- Born: Francis Herbert Fish 8 July 1934 Liverpool, England
- Died: 24 October 2017 (aged 83)
- Occupation: Make-up artist

= Clayton Howard =

British make-up artist

Clayton Howard (8 July 1934 – 24 October 2017) was a British make-up artist.

He was born Francis Herbert Fish on 8 July 1934, in a working-class family in Liverpool, the son of James Fish and Ada Fish née Atkinson. He would later take the surname of his mother's second husband, Albert Clayton.

Aged 21, he moved to London, worked as a window display manager, and became Clayton Howard. He worked in the evenings with his friend Maxine Grew as a dance duo – he designed the costumes, and she made them.
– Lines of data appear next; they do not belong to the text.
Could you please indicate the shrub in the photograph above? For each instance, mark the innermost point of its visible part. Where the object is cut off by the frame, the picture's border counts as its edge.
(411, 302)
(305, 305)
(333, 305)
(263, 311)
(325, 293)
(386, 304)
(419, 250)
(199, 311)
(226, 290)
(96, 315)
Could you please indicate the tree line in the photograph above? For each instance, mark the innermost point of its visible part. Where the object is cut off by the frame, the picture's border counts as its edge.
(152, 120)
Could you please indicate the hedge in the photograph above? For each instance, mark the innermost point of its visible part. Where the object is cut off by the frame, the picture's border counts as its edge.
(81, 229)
In the early 1960s, he trained with Max Factor as a make-up artist, and went on to have clients including Lauren Bacall, Princess Anne, Princess Margaret and Princess Michael of Kent.He worked with the Queen's cousin, the famous photographer Patrick Litchfield. They became firm friends and Clayton was his exclusive makeup artist from that point on working on all his projects including the annual Pirelli Tire calendar

In November 1980, Howard did the make-up for Lady Diana Spencer (and John Frieda did her hair) for the official portrait that was to appear alongside news of her engagement to Prince Charles. He went on to mentor Diana in how to use make-up, and in 1992 published Look Like a Princess.